バブル世代に大学、就職を経験した皆に捧げたい作品です。

1.-就職浪人のマラガ留学


1986年8月のある日、僕はスペインの南端、マラガ県にある町、ネルハに来ていた。

 

ヨーロッパのバルコニーという地中海にそそりでた展望台からの眺めはいたるところ、紺青。

マラガの海からは、天気のいい日はアフリカ大陸が見えることがある。


アンダルシアの白壁の家と青のコントラストは、飲みすぎた翌朝の疲れた目には正直痛い。

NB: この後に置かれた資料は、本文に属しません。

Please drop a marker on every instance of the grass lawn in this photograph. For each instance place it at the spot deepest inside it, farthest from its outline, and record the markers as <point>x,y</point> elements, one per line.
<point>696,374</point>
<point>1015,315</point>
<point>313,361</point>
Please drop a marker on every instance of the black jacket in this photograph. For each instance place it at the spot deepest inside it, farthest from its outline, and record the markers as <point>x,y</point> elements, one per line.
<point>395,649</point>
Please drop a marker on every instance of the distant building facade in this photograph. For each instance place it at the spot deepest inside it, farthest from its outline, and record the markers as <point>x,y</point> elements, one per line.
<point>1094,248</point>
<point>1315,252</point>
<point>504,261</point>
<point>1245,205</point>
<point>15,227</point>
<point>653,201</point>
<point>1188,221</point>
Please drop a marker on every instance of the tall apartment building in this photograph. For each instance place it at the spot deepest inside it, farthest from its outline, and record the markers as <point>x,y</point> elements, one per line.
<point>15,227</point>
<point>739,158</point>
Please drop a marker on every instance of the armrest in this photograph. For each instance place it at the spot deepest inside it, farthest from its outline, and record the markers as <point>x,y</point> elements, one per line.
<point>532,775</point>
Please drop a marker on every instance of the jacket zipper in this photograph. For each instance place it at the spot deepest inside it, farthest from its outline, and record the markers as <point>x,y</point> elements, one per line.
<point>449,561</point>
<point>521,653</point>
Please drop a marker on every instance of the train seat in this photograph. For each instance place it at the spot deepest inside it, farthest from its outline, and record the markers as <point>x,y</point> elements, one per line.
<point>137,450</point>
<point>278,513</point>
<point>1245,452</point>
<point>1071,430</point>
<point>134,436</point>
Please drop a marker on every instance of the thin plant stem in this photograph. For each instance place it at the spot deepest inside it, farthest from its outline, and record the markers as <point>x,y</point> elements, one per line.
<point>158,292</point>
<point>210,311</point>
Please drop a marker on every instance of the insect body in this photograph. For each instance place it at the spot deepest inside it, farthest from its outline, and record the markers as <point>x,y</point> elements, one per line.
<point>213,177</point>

僕は、就職浪人。その年は大学卒業を延期して、スペインに留学した。


僕は22歳。 

神戸にある公立外国語大学の4年生だった。

本当はもう卒業して就職しているはずだったが、めざす商社のどこにも就職できずゼミの教授に頼んで卒業をのばしてもらった。


親友の山田は、僕がねらっていた大手商社に就職した。

同級生の平野も銀行入社だ。


僕は逃げるようにスペイン留学をきめて5月には、ここ、マラガにやって来た。


マラガの8月は暑い。

その上、海沿いなので湿気が高い。

僕は、スペインに来て初めて、「日差しが痛い」という体験をした。


昨日はフラットをシェアするフェルナンドと、彼の連れ3人と一緒にバルをはしごして歩いた。

フェルナンドは、アルハンブラ宮殿で有名なグラナダの出身で、マラガで自動車の整備工をしていた。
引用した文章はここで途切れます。